Whenever you hold a compass, the needle points to magnetic north near the North Pole. For centuries, magnetic north has led navigators and explorers around the world.
But the magnetic north pole is currently shifting at a faster rate than at any time in human history.
"It's moving at about 50 km (30 miles) a year. It didn't move much between 1900 and 1980 but it's really accelerated in the past 40 years," Ciaran Beggan, of the British Geological Survey in Edinburgh, told Reuters.
A five-year update of the World Magnetic Model (WMM) was due in 2020, but that was moved up after the U.S. military requested an early review. A new update to the WMM was released on Dec. 10, following a year of adjustments.
The new model forecasts the northern magnetic pole will continue drifting toward Russia, although at a slowly decreasing speed — down to about 40 kilometers per year compared to the average speed of 55 kilometers (roughly 34 miles) over the past 20 years. The model is the work of the National Centers for Environmental Information (NCEI), which is part of NOAA, and the British Geological Survey.
Why it matters
The ongoing changes are causing major problems for aviation, navigation and migratory animals that use the Earth's magnetic field to orient themselves. Some airports have even changed the names of their runways to better correspond to their current direction relative to magnetic north.
Ever since the magnetic north pole was first discovered in 1831, geologists have been tracking its progress. Unlike true north (which is marked by the Earth's axis), magnetic north is constantly on the move due to changes in the planet's molten core, which contains iron. Throughout most of recorded history, the pole has been positioned at or around Canada's icy Ellesmere Island, but if it keeps moving at its current rate, it won't be long before it sits above Russia instead.
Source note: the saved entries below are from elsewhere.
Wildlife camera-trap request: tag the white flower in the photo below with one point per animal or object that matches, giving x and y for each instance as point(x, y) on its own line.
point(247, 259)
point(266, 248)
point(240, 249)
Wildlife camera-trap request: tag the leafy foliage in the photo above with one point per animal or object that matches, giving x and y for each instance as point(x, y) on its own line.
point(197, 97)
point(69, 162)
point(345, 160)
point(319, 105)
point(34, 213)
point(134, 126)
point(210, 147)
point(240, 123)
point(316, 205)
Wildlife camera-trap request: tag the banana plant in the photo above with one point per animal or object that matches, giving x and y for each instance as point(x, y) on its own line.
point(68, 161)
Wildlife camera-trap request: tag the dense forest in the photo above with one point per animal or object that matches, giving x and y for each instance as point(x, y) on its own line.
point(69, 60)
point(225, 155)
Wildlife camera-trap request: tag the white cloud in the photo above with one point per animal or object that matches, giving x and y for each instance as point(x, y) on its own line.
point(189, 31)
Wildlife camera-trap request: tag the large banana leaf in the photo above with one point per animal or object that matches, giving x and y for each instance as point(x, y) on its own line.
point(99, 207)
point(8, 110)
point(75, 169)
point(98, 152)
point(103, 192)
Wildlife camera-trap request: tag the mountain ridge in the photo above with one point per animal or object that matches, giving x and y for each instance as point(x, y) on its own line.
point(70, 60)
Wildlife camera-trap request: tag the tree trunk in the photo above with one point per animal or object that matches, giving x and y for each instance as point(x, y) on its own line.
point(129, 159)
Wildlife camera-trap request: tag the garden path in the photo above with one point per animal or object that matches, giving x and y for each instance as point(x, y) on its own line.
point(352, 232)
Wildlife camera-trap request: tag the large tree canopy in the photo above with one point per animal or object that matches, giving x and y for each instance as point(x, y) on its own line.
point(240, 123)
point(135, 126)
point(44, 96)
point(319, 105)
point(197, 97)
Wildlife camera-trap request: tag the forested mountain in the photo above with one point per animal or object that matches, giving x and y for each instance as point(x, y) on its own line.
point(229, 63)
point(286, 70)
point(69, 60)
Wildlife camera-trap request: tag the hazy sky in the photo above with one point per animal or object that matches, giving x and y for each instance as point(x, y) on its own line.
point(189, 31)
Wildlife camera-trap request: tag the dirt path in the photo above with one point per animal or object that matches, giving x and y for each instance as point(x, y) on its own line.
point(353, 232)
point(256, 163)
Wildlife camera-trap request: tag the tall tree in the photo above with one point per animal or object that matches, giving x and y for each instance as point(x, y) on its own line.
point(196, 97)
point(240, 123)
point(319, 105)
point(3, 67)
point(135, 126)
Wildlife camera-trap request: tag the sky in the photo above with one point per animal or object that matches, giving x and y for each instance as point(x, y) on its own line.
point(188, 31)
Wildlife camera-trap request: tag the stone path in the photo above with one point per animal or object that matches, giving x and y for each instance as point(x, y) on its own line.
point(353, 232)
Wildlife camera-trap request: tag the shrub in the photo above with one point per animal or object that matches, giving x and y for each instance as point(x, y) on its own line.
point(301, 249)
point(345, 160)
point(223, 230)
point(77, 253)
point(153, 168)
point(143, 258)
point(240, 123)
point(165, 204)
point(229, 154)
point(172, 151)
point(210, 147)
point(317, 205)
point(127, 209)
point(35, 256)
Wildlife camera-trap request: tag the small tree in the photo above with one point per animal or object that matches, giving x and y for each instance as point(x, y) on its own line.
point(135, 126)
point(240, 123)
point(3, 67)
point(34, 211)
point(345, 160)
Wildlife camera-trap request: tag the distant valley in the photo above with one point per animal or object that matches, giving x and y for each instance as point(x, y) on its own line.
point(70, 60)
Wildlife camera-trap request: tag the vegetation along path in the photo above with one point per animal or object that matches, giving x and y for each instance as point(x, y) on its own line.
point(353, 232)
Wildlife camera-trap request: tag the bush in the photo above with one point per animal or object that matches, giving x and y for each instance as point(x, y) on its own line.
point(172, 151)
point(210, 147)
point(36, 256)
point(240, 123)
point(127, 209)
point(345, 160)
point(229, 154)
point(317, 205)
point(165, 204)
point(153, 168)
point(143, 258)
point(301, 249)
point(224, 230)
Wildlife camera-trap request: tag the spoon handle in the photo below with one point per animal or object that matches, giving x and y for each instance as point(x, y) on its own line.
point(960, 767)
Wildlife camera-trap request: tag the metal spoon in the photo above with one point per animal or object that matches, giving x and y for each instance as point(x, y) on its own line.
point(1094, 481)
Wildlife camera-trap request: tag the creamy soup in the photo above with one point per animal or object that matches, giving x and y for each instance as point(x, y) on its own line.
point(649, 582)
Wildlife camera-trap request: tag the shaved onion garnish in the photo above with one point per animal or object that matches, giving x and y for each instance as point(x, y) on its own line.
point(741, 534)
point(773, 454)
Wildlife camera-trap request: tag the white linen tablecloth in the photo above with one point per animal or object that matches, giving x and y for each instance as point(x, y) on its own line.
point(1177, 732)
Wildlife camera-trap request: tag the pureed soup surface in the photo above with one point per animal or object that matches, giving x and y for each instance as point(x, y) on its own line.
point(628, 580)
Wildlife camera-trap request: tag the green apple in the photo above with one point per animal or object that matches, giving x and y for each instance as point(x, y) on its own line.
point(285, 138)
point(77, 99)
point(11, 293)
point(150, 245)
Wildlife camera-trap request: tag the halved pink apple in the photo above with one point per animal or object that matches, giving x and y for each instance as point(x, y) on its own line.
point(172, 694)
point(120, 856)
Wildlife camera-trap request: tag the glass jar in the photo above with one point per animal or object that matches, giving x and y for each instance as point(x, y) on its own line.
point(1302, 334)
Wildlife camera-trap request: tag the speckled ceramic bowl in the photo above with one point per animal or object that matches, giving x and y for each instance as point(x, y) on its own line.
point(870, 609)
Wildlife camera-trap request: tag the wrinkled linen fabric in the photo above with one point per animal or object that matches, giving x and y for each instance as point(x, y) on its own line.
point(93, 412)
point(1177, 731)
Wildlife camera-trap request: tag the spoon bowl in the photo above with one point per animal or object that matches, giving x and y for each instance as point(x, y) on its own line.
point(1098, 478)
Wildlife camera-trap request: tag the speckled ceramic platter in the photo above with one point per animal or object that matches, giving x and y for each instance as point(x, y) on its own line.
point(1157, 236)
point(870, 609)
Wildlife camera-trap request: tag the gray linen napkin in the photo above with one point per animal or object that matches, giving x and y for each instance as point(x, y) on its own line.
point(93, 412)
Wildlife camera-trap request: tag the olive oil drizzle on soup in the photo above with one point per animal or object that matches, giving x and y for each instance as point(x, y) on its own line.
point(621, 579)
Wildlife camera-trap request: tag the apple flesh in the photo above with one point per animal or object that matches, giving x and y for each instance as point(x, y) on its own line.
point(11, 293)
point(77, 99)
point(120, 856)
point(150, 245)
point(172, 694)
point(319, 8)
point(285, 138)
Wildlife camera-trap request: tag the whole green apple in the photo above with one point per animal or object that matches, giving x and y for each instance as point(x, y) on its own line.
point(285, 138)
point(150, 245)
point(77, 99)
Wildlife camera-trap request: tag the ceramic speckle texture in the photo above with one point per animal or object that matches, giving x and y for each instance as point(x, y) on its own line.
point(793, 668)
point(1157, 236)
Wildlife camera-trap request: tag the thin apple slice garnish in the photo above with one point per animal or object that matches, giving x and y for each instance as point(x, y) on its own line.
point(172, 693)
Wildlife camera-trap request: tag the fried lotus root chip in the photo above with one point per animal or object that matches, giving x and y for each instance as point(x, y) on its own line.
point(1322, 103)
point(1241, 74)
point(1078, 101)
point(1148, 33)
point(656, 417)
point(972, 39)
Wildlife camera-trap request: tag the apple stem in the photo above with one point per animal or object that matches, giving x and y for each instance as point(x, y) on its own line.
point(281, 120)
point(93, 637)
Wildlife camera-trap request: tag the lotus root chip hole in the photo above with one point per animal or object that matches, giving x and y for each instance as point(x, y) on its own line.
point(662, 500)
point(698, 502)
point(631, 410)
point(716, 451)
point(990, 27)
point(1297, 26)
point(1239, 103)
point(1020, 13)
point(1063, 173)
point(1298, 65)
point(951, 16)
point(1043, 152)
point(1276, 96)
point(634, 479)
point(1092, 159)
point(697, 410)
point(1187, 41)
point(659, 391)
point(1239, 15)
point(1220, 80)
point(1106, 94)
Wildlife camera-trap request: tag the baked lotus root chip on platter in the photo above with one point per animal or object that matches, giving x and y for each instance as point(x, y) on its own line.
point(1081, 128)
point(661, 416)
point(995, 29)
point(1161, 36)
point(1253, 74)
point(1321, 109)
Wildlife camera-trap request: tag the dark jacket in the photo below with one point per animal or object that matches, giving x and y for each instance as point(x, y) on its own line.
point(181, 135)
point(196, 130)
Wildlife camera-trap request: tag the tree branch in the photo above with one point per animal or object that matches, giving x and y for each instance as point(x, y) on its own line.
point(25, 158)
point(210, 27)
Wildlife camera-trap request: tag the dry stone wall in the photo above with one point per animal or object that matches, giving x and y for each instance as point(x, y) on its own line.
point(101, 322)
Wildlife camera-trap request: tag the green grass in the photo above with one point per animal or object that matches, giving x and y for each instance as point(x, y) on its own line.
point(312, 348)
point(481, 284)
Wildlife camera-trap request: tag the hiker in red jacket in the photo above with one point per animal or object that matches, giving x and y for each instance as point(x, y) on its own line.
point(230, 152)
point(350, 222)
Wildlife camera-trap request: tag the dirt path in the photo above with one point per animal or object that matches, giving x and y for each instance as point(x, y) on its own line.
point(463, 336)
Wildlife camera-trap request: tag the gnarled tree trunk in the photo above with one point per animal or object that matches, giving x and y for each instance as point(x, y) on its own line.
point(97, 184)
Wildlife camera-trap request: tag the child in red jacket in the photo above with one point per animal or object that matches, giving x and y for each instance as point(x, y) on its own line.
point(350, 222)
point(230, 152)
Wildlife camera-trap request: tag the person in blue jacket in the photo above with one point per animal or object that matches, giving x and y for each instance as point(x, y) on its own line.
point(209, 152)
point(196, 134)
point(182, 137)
The thing that really makes the pole's current movement so unusual, however, is the speed at which it's shifting. In the last decade alone, movement has increased by a third, throwing off compasses by roughly 1 degree every five years.
Changes that fast have already caused major headaches for the U.S. Federal Aviation Administration. In 2011, Tampa International Airport in Florida renamed all of its runways, which are named after the degree at which they point on a compass. Similar changes were made to runways at Fort Lauderdale and Palm Beach.
The shifting pole may also become a grave concern for migratory wildlife, such as birds, turtles and other sea creatures that use Earth's magnetic field to navigate over great distances. It's unclear if these animals are capable of recalibrating their navigational instincts to compensate for the changes.
However, the moving pole won't really affect our everyday lives such as using our smartphones or GPS devices. "It doesn't really affect mid or low latitudes," Beggan said. "It wouldn't really affect anyone driving a car."
Will the north pole eventually flip?
But some experts believe that it may be the beginning of a complete pole reversal, according to the Independent.
The rapid shifting of the pole's position has prompted some experts to speculate that the Earth's entire magnetic field may be preparing to "flip," whereby all compasses invert and point south instead of north. It may sound radical, but in geological time, pole reversals are relatively common. Though they typically occur once every 400,000 years or so, it's been 780,000 years since the last flip.
Scientists disagree on how a pole reversal would effect ecosystems around the world, but some alarmists warn of a planet-altering catastrophe, whereby earthquakes and monumental tsunamis threaten the Earth for decades. Though such radical doomsday prophecies cannot be completely ruled out, the vast majority of scientists offer more tempered predictions, says NASA.
"Reversals typically take about 10,000 years to happen," said Jeffrey Love of the U.S. Geological Survey. "And 10,000 years ago civilisation did not exist. These processes are slow, and therefore we don't have anything to worry about."